Load data, clean colnames:
df <- read.xlsx('data/covid_survey_20230112.xlsx', sheet=1) # questionaire
names(df) <- gsub('/|,|?|“|”', '', names(df)) # remove Chinese punctuations
names(df) <- gsub('?', '', names(df), fixed=T)
names(df) <- str_replace(names(df), '在感染后是否有出现以下[\U4E00-\U9FFF\U3000-\U303F]+症状:', '')
names(df) <- str_replace(names(df), '[(][\U4E00-\U9FFF\U3000-\U303F|1-9]+[)]', '')
Drop unused items and atypical symptoms:
drop_cols <- c('提交时间', '答题时间', '喉咙有刀割感', '吞咽时疼痛', '喉咙嘶哑', '喉咙干痒', '性欲减退', '生理期异常', '肾脏部位疼痛', '流泪', '打喷嚏')
df[,drop_cols] <- NULL # drop atypical symptoms
names(df)
Replace chinese with english:
dict1 <- read.xlsx('data/covid_survey_20230112.xlsx', sheet=2)
dict2 <- read.xlsx('data/covid_survey_20230112.xlsx', sheet=3)
dict <- rbind(dict1, dict2[,c(1,4)])
print('chinese items to english:')
print(head(dict))
for (i in 1:nrow(dict)){
    names(df)[names(df)==dict[i, 1]] = dict[i, 2]
}

Characteristics description

Age and sex:
df <- df%>%mutate(age=gsub('岁|以上', '', age))%>%
  mutate(age=ifelse(age%in%c('41-50', '51-60', '61-70', '75'), '>40', age))%>%
  mutate(age=ifelse(age%in%c('12-18',  '18-24', '6-12', '3-6'), '<24', age))%>%
  mutate(age=factor(age, levels=c('<24', '24-30', '31-40', '>40')))

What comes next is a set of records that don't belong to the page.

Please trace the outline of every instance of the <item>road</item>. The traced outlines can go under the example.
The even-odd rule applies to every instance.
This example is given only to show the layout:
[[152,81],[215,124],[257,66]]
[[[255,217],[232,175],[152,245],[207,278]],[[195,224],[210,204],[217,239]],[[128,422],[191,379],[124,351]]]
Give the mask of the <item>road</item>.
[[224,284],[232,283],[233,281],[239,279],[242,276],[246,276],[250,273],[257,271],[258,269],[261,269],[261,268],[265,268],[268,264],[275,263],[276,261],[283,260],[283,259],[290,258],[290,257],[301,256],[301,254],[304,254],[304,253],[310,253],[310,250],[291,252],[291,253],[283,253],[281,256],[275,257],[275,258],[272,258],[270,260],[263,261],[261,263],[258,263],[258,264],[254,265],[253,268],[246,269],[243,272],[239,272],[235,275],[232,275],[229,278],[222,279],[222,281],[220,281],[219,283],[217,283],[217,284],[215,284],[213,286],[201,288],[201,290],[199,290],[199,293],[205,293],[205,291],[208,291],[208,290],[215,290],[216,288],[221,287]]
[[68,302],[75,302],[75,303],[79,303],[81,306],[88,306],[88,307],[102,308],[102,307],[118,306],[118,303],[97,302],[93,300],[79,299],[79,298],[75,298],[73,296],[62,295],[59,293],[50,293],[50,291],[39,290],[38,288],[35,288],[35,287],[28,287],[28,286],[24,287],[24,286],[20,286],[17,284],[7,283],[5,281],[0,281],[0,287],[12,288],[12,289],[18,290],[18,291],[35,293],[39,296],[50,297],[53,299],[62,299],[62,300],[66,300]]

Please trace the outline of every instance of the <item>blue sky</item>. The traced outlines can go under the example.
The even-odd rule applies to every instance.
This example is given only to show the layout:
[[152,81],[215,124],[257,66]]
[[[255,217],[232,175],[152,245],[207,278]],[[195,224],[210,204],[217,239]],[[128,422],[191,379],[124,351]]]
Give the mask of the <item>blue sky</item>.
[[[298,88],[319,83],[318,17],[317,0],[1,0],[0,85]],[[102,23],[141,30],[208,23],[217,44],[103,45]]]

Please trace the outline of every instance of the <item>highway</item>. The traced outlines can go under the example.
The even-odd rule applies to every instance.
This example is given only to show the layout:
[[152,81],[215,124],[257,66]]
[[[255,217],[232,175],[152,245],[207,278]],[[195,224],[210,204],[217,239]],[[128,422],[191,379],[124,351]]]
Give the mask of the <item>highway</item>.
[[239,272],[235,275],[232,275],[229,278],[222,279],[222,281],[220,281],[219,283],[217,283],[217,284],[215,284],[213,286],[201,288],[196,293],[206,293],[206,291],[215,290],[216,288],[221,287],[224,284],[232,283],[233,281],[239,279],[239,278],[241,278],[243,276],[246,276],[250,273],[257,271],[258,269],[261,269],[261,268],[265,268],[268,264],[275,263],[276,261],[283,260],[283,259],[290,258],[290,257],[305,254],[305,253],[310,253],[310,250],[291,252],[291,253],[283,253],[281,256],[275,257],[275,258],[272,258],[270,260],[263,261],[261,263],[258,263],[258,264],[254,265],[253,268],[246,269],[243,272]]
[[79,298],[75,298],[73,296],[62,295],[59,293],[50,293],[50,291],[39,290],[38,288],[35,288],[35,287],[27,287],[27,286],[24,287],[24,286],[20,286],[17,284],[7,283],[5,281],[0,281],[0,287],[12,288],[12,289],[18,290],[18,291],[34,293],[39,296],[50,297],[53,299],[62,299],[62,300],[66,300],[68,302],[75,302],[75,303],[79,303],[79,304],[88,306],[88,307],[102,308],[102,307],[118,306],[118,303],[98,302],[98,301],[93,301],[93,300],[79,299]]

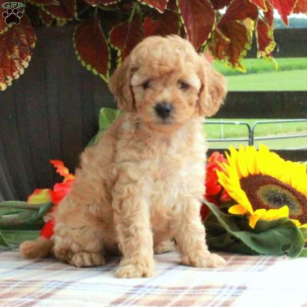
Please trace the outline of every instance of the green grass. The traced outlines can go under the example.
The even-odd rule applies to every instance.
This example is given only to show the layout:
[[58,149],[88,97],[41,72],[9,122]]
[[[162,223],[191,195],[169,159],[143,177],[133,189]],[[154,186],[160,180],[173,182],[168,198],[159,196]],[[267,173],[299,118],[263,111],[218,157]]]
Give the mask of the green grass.
[[229,91],[306,91],[307,58],[277,58],[278,70],[273,62],[246,59],[246,73],[234,71],[217,61],[215,69],[226,76]]
[[[276,59],[278,71],[276,72],[272,62],[260,59],[243,61],[247,73],[235,71],[224,64],[214,61],[215,68],[226,76],[229,91],[307,91],[307,58],[279,58]],[[307,103],[307,101],[306,101]],[[233,119],[247,122],[251,127],[259,120]],[[210,122],[210,119],[207,121]],[[224,125],[222,136],[221,125],[205,125],[208,139],[247,139],[248,131],[246,126]],[[255,137],[284,136],[307,134],[307,122],[260,124],[255,130]],[[255,145],[259,144],[256,141]],[[262,140],[261,143],[271,149],[307,147],[307,137],[280,140]],[[212,142],[211,148],[227,148],[230,145],[247,144],[246,141]]]
[[[232,121],[244,121],[248,123],[251,127],[255,121],[258,120],[255,119],[233,119],[232,120]],[[207,138],[222,138],[222,129],[221,125],[210,125],[209,124],[210,121],[210,120],[207,120],[208,123],[205,124],[204,127]],[[305,134],[307,134],[307,122],[259,124],[255,129],[255,137]],[[246,126],[224,124],[223,137],[224,139],[229,138],[247,139],[248,137],[248,130]],[[258,146],[260,142],[268,145],[271,149],[275,149],[307,147],[307,137],[261,140],[261,141],[256,141],[255,142],[255,145]],[[227,148],[230,145],[238,146],[239,144],[247,145],[248,142],[243,141],[210,142],[209,145],[211,148]]]
[[[278,71],[307,69],[307,58],[276,58]],[[275,72],[272,61],[268,62],[262,59],[245,59],[243,61],[246,68],[246,74],[257,74],[264,72]],[[213,62],[213,66],[224,76],[244,75],[244,73],[235,71],[232,68],[218,61]]]
[[226,77],[229,91],[307,91],[307,69]]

df <- df%>%mutate(sex=factor(ifelse(sex=='女','Female', 'Male'), levels=c('Female', 'Male')))
table(df$sex)
get_prop(df, 'age')
Disease duration:
# assume interval is left closed and right open, modify to reduce confusing
df$infect_duration[df$infect_duration=='3~5天'] <- '3~4天'
df$infect_duration[df$infect_duration=='5~7天'] <- '5~6天'
df$infect_duration[df$infect_duration=='7~10天'] <- '7~9天'
df <- df%>%mutate(infect_duration=ifelse(infect_duration%in%c('7~9天', '10天以上'), '>7 day', infect_duration))%>%
  mutate(infect_duration=ifelse(infect_duration%in%c('', '小于3天'), '<3 day', infect_duration))%>%
  mutate(infect_duration=gsub('天', ' day', infect_duration))%>%
  mutate(infect_duration=gsub('~', '-', infect_duration))%>%
  mutate(infect_duration=factor(infect_duration, levels=c('<3 day', '3-4 day', '5-6 day', '>7 day')))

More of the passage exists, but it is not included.